Davacının ilkokul 3 terk olması veya müdürlüğün kalabalık olması davacının evrakı okumasına veya dikkat etmesine engel bir durum değildir. Böyle bir durum olsa tapuda hiçbir işlem yapılamaz veya yapılan her işlem geçersiz olur.
Davacı dilekçesinde müvekkili tanımadığını evini satmasını gerektirecek bir durum olmadığını beyan etmiştir. Ancak satış işlemi için müvekkili tanıması şart değildir. Zaten olayda da müvekkil ile davacı arasında satış ilişkisinin kurulmasında emlakçı aracılık etmiştir.
Davacının ailevi durumdan kaynaklanan ve eşinden kendisine devri gerçekleşen tapu işlemleri yönünden müvekkil …’yi ilgilendiren bir durum yoktur. Tapu kaydı üzerinde satışa engel ne bir şerh ne bir kayıt vardır. Dolayısıyla davacı tarafın iddia ettiği üzere taşınmaz üzerinde hukuki tasarruf yapma yetkisinin olmadığı itirazı yersizdir.
Müvekkil bu olayda ev sahibi olmak istemiş, emlakçı ile konuşmuş ve emlakçının da aracılığı ile bu eve müşteri olmuş ve evi almıştır. Müvekkil bu olayda hiçbir kötü niyet ile hareket etmemiştir. Müvekkil yalnızca tapu kayıtlarına güvenerek hareket etmiş ve taşınmazı satın almıştır Dolayısıyla dava konusu olayda davacının, müvekkilin kötü niyetle hareket ettiği yönündeki iddiaları da yersizdir. Bu nedenle ispatlanamayan davanın reddi gerekmektedir.
SONUÇ VE İSTEM : Yukarıda arz ve izah ettiğimiz ve re’sen dikkate alınacak gerekçelerle; davacı tarafından müvekkil aleyhine yönetilen haksız ve hukuka aykırı davanın reddi ile yargılama giderleri ve vekalet ücretinin davacı tarafın üzerinde bırakılmasına karar verilmesini saygılarımla arz ve talep ederim.
Davalı Vekili
Adana Avukat Saim İNCEKAŞ – Tel: 0534 910 97 43
Tapu İptal ve Tescili Cevap Dilekçesi -2-
ADANA 6. ASLİYE HUKUK MAHKEMESİNE
DOSYA NO:
DAVALI:
DAVALI KURUM:
VEKİLİ:
DAVACILAR:
VEKİLİ:
KONU: Dava dilekçesine karşı cevaplarımızın sunulmasıdır.
AÇIKLAMALARIMIZ
Dava konusu olan Adana ili Seyhan İlçesi Yeşiloba Mah. 95 ada 4 parselde taşınmaz 02.05.1996 tarihinde kadastro çalışmalarında müvekkil davalı kurum adına tespit ve tescil edilmiştir.

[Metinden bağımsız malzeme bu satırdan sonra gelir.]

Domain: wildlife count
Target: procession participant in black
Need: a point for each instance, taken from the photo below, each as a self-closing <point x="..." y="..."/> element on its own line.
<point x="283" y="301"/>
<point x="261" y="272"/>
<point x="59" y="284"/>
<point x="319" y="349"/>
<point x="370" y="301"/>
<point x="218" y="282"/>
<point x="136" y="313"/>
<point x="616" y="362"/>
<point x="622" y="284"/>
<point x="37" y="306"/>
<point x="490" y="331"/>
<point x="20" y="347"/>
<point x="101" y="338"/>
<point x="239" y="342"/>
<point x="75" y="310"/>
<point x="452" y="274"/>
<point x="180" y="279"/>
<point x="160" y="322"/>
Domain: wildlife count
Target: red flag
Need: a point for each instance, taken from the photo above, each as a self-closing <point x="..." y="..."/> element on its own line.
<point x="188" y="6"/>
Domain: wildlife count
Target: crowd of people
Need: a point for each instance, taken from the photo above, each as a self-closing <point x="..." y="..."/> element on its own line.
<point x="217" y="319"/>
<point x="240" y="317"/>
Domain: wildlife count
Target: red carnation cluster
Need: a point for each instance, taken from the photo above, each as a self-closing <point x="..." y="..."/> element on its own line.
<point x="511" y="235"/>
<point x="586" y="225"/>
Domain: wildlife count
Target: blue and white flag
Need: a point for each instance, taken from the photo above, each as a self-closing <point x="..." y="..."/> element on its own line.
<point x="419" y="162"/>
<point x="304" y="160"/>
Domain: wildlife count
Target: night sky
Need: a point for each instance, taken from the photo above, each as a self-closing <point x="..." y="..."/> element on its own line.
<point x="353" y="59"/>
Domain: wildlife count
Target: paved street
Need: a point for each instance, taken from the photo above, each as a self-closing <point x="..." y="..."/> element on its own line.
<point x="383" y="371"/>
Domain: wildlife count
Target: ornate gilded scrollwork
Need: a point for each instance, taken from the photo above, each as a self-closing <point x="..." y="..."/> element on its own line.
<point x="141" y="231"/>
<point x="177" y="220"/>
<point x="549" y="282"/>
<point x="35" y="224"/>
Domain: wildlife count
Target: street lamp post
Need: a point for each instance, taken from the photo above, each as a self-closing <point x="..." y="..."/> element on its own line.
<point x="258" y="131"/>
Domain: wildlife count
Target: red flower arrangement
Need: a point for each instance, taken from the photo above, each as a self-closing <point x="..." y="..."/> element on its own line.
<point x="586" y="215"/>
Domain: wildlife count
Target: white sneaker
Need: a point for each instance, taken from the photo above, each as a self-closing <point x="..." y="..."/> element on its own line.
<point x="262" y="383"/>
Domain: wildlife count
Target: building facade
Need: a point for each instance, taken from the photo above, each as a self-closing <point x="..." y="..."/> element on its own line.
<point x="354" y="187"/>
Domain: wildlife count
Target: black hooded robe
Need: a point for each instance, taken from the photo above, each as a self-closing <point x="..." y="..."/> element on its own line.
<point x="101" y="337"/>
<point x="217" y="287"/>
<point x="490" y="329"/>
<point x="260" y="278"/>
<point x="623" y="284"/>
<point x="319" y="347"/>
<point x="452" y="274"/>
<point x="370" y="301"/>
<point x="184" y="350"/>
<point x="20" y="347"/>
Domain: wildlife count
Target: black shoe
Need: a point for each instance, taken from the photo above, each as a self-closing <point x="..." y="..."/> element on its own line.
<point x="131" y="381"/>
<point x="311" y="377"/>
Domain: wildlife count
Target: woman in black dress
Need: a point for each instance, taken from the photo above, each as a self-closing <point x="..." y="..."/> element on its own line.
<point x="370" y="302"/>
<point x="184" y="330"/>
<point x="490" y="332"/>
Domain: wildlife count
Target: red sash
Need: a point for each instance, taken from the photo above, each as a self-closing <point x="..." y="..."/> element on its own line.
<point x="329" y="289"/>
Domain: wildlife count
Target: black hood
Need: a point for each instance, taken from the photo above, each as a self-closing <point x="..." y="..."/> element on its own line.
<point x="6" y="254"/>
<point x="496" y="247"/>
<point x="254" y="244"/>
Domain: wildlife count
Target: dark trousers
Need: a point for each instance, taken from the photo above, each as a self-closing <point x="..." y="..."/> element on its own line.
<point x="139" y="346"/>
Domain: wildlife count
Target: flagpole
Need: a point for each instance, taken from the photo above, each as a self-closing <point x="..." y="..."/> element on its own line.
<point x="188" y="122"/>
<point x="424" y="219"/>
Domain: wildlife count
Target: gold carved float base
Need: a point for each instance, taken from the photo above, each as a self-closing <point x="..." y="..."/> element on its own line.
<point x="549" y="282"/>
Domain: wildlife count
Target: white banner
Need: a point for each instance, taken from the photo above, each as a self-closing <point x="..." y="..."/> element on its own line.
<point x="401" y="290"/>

1-) Davada zamanaşımı söz konusudur. Dava konusu taşınmaz Ekte sunacağımız tapu kaydından da anlaşılacağı üzere, 02.05.1996 yılında yani yaklaşık 20 yıl önce müvekkil adına tespit ve tescil edilmiştir. Dolayısıyla davacının davası ve talebi zaman aşımına uğramıştır. Bu nedenle açıkça ZAMANAŞIMI itirazında bulunuyoruz. Zamanaşımı itirazımız nedeniyle davanın reddine karar verilmesini talep ediyoruz.
2-) Davacı tarafın dayandığı zilyetliğe dayalı tapu iptal ve tescil iddiası yersiz ve hukuki dayanaktan yoksundur. Davacılar vekilinin dava dilekçesinde dava konusu taşınmazın müvekkillerinin murisi tarafından 40-50 yıl zilyetliğinde bulundurduğunu, daha sonra davacılar tarafından 20-25 yıldır kendi malvarlığı gibi kullandığını beyan etmiştir. Tapu kayıtlarından da anlaşılacağı üzere yaklaşık 32 yıldır dava konusu, davalı kurum adına tescil edilmiştir. Dava dilekçesinden de anlaşılacağı üzere davacılar, müvekkil kuruma ait taşınmazdan 30 yıldan fazladır herhangi bir ücret ödemeden faydalanmaktadır. Tapulu bir taşınmazın hiçbir şekilde zilyetliğe dayalı olarak kazanılamayacağı açıktır.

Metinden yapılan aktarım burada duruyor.